Après « L’Odyssée de l’Empathie » et « Schooling the World » en 2017, « Le Cerveau des Enfants un Potentiel Infini » en 2018, le groupe Colibris Guyane « Vers une autre relation adulte-enfant » a organisé le vendredi 29 mars une projection-débat autour du documentaire « Même qu’on naît imbattables ! » de Marion Cuerq et Elsa Moley.
En 1979, il y a 40 ans exactement, le gouvernement suédois votait, malgré l’opposition de 70% de la population, une loi contre les châtiments corporels et les humiliations. Pionnier de la lutte contre la violence à visée éducative, la Suède avait pressenti ce que les neurosciences confirment aujourd’hui : élever les enfants dans l’empathie et la bienveillance ferait d’eux des êtres responsables et surtout, respectueux des autres.

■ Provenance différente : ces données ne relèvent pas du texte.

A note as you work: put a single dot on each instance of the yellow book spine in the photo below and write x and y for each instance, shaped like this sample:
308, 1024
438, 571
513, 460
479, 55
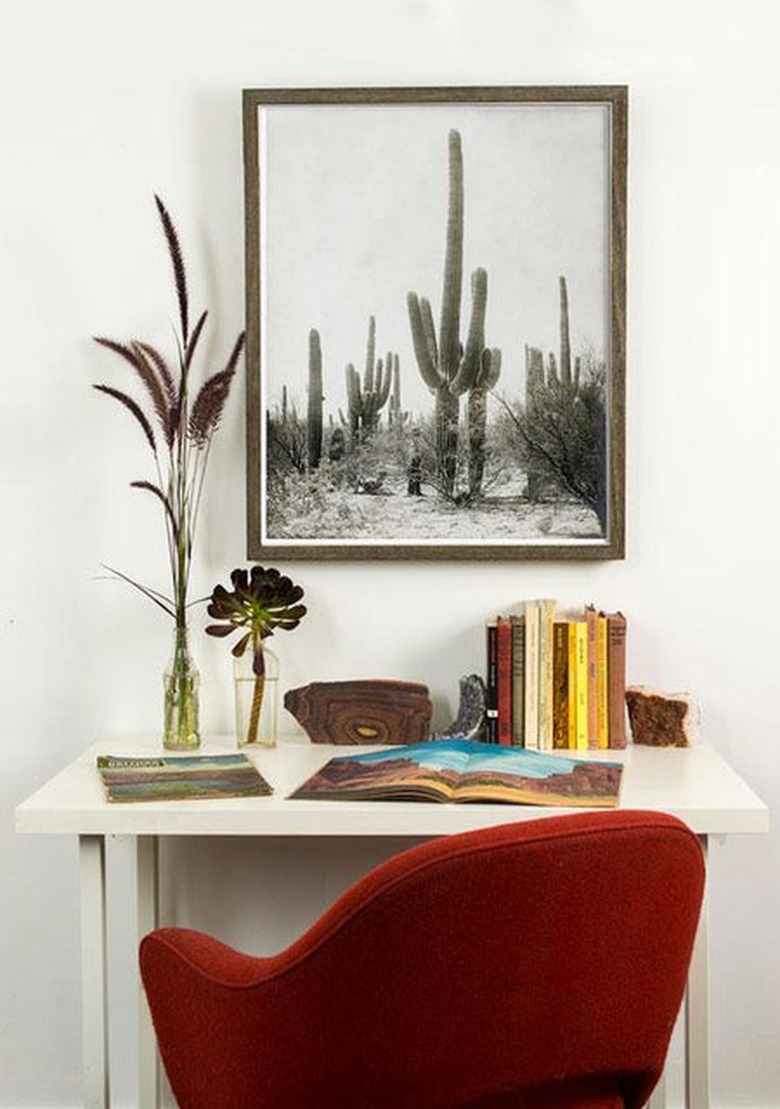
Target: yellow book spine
532, 690
546, 622
601, 687
573, 684
581, 683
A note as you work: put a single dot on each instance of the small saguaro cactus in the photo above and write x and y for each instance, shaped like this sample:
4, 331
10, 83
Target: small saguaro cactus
367, 398
314, 414
447, 367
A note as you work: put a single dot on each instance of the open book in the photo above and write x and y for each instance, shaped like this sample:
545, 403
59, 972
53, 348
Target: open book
464, 770
182, 777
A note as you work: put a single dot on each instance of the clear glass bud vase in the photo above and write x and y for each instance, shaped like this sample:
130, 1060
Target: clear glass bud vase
181, 682
256, 699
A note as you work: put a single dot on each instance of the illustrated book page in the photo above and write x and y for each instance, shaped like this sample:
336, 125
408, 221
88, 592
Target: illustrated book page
466, 771
180, 777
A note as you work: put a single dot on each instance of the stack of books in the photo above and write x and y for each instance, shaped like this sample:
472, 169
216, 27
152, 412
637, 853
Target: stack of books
557, 682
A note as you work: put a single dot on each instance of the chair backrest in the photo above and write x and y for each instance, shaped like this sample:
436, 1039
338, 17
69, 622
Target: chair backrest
467, 967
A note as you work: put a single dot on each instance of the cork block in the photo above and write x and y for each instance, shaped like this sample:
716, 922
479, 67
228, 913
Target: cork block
659, 720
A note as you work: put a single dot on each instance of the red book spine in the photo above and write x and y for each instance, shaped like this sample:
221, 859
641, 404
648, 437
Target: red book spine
505, 680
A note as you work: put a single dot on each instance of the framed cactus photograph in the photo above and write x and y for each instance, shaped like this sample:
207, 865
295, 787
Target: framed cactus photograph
435, 322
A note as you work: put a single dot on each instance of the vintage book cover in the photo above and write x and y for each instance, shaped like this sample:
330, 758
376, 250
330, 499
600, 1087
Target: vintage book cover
466, 771
560, 684
532, 683
616, 668
505, 680
518, 681
180, 777
571, 626
546, 622
581, 682
492, 681
591, 621
601, 682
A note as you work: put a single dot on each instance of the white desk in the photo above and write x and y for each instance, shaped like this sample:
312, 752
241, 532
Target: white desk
695, 784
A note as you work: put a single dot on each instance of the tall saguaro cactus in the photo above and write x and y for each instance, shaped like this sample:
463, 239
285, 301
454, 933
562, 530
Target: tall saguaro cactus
447, 367
489, 370
314, 413
367, 398
565, 344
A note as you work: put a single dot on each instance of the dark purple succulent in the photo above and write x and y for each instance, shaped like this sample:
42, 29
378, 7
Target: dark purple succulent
260, 602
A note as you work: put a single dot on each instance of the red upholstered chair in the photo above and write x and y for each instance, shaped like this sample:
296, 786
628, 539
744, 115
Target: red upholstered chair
536, 964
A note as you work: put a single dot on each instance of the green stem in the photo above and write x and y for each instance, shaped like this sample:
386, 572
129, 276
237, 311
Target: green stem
257, 693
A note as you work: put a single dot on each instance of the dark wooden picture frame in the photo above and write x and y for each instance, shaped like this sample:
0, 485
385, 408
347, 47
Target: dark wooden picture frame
435, 312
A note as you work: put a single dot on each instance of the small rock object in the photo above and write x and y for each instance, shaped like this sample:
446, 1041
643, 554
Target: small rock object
659, 720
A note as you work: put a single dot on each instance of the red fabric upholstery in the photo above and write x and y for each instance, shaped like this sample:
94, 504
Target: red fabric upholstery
539, 965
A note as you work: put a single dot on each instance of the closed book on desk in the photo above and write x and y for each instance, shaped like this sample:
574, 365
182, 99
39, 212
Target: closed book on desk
180, 777
465, 771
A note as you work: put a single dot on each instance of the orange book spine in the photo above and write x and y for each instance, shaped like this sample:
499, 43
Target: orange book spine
505, 680
616, 680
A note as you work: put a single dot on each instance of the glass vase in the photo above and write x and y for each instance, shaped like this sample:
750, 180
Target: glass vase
256, 699
181, 684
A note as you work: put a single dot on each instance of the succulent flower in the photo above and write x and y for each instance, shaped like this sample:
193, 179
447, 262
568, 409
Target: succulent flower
261, 601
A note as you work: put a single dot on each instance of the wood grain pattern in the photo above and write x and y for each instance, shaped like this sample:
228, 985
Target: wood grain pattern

Et si tout commençait … par l’enfance ? « Même qu’on naît imbattables ! » nous emmène à la rencontre de cette première génération suédoise débarrassée des violences éducatives ordinaires, et invite, à travers une nouvelle conception de l’enfant, à un changement de modèle. Il nous plonge dans un monde où la notion de responsabilité des adultes prend tout son sens. Le terme « autorité parentale » y est remplacé par celui de « responsabilité parentale ». « En tant que parent, tu ne peux pas être un policier, tu peux seulement être un modèle », affirme dans le film Magnus, un jeune papa. « C’est en leur montrant l’exemple qu’ils deviendront à leur tour des adultes empathiques et bienveillants… et que la violence diminuera ».
Loin du procès, le film véhicule au contraire un message d’encouragement et d’espoir en donnant à voir une société qui a su changer progressivement et mettre en œuvre de nouvelles pratiques dans toutes les sphères de la société. Campagnes de prévention, programmes télévisés jeune public dédiés à la compréhension des émotions, numéro d’appel spécial réservé aux enfants qui veulent parler, actions de soutien à la parentalité et formation des professionnels, accompagnent encore aujourd’hui la promulgation de la loi.
Quarante ans plus tard, la question ne fait guère plus débat en Suède, plus de 93 % de la population approuve la mesure. Il faut dire que les effets positifs de cette loi sont aujourd’hui très palpables. Le taux de maltraitance a progressivement diminué jusqu’à devenir quasi-nul. 86 % des Suédois nés dans les années 1980 n’ont jamais été frappés et la quasi-totalité des parents n’envisagent plus les châtiments corporels comme une méthode d’éducation.
Les prochaines projections auront lieu au cinéma Eldorado à Cayenne le samedi 13 avril à 17h et à Mana au Pôle Enfance et Jeunesse le vendredi 10 mai à 18h. Plus d’information sur le site du film et la bande annonce. Contact : 0694 29 62 39 – Groupe facebook « Parentalité et Empathie en Guyane »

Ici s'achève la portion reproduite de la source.